Einige Monate waren ins Land gezogen und es kam noch schlimmer. Es geschah
während eines Krimis, er verlief ungewöhnlich spannend: Genau
das schien das Verhängnis heraufzubeschwören. Plötzlich
konnte sie weder sitzen noch stehen. Irgend etwas stach in einer Tour
an der unteren Wirbelsäule. Spannungsketten zogen sich durch weite
Teile des Körpers. Bei einem Gespräch im Einkaufszentrum tippte
sie mit beiden Krücken ständig auf den Boden und hob sie wieder
an, um sich überhaupt unterhalten zu können, die völlig
unnatürlichen Reaktionen des Körpers zu entspannen. In der
Notaufnahme des Krankenhauses wartete sie später drei lange Stunden
lang. Mehr als Psychopharmaka fiel der Ärztin nicht ein. Zwar ergab
das eine „Achterbahnfahrt“ besonderer Art, aber leider keine
Hilfe. Die Fahrt zum Krankenhaus war sinnlos, überdies gefährlich
in ihrem Zustand. Auf dem gelben Zettel las sie später die Diagnose
Panikattacke, deren psychologische Hintergründe sie im Internetlexikon
Wikipedia nachlas und zu dem Schluß kam, damit hat es ganz sicher
nichts zu tun.
Der Vorfall engte ihren Spielraum weiter ein. Ein Rockkonzert, das sie
mit ihrem Freund Henrik besuchte, mußte sie fluchtartig verlassen.

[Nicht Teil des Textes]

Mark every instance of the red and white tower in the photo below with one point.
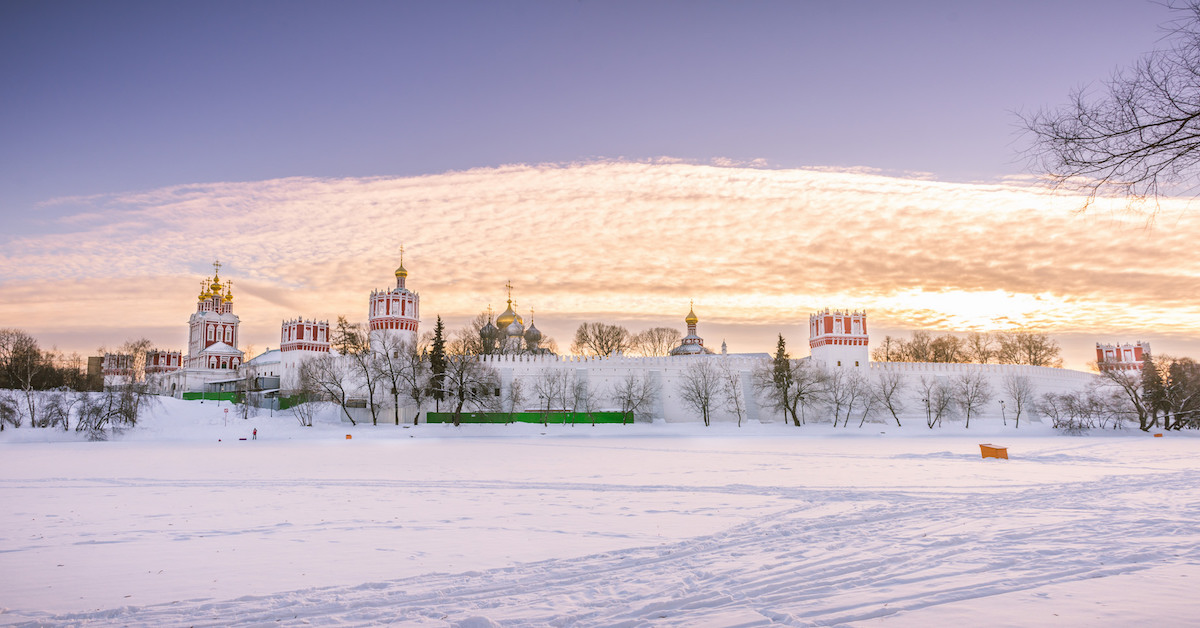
(1121, 357)
(213, 328)
(395, 314)
(839, 339)
(300, 340)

Er zeigte sich wenig begeistert davon: „Das wird immer toller mit
deiner ominösen Krankheit“, rief er ihr wütend hinterher.
Noch Tage danach ließ er sie seinen Unmut über das geplatzte
Konzert spüren. Keine drei Lieder konnte sie im Radio noch hören,
dann fing ihr Nervensystem an, den Aufstand zu proben, und der ging jedesmal
eindeutig zu Lasten der Delinquentin aus. Spannende Filme wurden nun
vollends zum Problem. Bewerbungen schrieb sie längst nicht mehr,
denn ihr war klar, in diesem Zustand ließ sich daran nicht im Traum
denken. Wenn wir gerade von Träumen reden, selbst in diesem Zustand
in der Nacht träumte sie sich mit Stützen inzwischen. So weit
hatte sich das Problem bereits in die Schichten ihres Unbewußten
eingelagert. [...]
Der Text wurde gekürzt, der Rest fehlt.